In clinical practice, the administration of psychostimulants is limited due to a number of side effects. including their neurotoxic action. However, administration of psychostimulants is necessary for the treatment of a number of diseases of the central nervous system, especially in the case of attention deficit hyperactivity syndrome [63]–[65]. In this regard, the search for new drugs with psychostimulating action, but with less neurotoxicity than amphetamine, is one of the actual problems of modern pharmacology. Sydnocarb (*-phenylisopropyl) -N-phenylcarbamoyl sidnonimine), like other indirect dopaminomimetics, has a wide range of psychoactive properties [66]–[68]. Comparison of sydnocarb with METH has shown that the dysfunction of dopaminergic neurotransmission elicited by sydnocarb occurred more slowly and gradually than that of METH [69].

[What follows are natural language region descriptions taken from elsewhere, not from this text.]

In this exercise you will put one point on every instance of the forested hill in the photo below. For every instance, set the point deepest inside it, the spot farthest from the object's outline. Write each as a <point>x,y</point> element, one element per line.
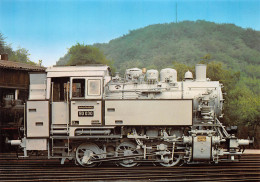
<point>158,46</point>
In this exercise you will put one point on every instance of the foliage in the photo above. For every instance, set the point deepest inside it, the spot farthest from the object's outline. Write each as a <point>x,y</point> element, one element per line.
<point>19,55</point>
<point>232,55</point>
<point>81,54</point>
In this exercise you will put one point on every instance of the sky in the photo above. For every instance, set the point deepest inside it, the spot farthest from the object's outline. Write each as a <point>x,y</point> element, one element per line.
<point>48,28</point>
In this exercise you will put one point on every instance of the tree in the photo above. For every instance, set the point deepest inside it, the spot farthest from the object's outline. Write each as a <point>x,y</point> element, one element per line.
<point>2,44</point>
<point>81,54</point>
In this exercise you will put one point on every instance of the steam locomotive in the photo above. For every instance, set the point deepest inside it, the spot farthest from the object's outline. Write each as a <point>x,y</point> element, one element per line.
<point>82,113</point>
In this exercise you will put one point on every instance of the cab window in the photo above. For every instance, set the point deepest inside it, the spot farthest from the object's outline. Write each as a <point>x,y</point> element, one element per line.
<point>94,87</point>
<point>78,88</point>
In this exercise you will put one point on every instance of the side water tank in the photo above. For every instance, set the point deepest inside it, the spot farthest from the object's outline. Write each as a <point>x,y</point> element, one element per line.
<point>168,75</point>
<point>152,75</point>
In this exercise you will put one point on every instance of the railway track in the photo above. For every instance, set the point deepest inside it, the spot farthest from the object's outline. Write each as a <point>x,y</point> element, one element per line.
<point>40,169</point>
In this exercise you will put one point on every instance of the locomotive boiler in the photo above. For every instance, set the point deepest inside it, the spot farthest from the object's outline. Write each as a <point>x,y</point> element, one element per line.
<point>81,113</point>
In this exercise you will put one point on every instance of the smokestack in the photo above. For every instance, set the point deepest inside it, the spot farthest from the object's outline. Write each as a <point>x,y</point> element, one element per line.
<point>200,70</point>
<point>4,57</point>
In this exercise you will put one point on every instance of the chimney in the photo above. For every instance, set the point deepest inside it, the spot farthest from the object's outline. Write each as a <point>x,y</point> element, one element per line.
<point>200,71</point>
<point>4,57</point>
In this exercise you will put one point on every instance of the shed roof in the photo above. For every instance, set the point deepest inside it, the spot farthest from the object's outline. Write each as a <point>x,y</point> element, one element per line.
<point>20,66</point>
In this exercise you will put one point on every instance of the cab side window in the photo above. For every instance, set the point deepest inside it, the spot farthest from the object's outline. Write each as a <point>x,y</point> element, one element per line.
<point>94,87</point>
<point>78,88</point>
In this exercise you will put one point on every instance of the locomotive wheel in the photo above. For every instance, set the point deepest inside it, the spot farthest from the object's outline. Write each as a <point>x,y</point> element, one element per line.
<point>127,149</point>
<point>87,152</point>
<point>168,162</point>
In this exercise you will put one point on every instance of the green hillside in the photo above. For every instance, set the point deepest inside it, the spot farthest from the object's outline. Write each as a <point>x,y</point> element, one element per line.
<point>158,46</point>
<point>232,55</point>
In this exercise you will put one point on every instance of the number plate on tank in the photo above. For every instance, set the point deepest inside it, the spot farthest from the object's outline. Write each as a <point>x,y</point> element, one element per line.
<point>201,139</point>
<point>85,113</point>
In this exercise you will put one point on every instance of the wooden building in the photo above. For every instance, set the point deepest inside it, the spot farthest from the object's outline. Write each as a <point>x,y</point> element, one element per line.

EPR technique was used to compare the effects of two psychostimulant drugs, AMPH and sydnocarb, at the equimolar doses (5 and 23.8 mg/kg, respectively) on the NO level in striatum and cortex of male Sprague Dawley rats (180–210 g) [70]. All experiments were performed in accordance with the French decree No. 87848/19 October 1987 and associated guidelines and the European Community Council directive 86/609/EEC/November 1986 (that corresponds to the recent Directive 2010/63/EU). AMPH greatly increased NO levels in the striatum and in the cortex of rats two hours after injection. Sydnocarb also increased NO content, however to a lesser extent than AMPH. Moreover, AMPH evoked more pronounced elevation of LPO products than sydnocarb in both brain areas. Hence, sydnocarb seems to be less neurotoxic than AMPH [70].
These findings are consistent with recent studies that AMPH has a significantly higher impact on the parameters of the stereotypical behavior of rats [71]. The maximum level of stereotypy (6 scores) was achieved within 2 hours after the first injection of the drug. Sydnocarb also caused motor stereotypy, but its intensity was significantly lower than that of AMPH (4 scores). Moreover, sydnocarb led to a slow and gradual increase of the parameters of dopaminergic dysfunction in comparison with AMPH [72]. Moreover, treatment with sydnocarb was accompanied by a less pronounced increase in formation of OH in comparison with that after AMPH administration [73]. It has been established that increased formation of free radicals induces LPO, which is considered to be one of indexes of neurotoxicity [74],[75]. Our findings demonstrate that AMPH as well as sydnocarb enhance NO generation and TBARS formation in rat brain. Finally, our results suggest that in striatum and cerebral cortex, AMPH, and to a lesser degree sydnocarb, may elicit neurotoxicity.
Taken together, these findings confirm that NO and ROS play important role in processes of neurotoxicity evoked by AMPH and sydnocarb. Furthermore, they point to the key role of neuronal NOS in AMPH- induced neurotoxicity and demonstrate the crucial role of NO in neurotoxicity induced by psychostimulant drugs.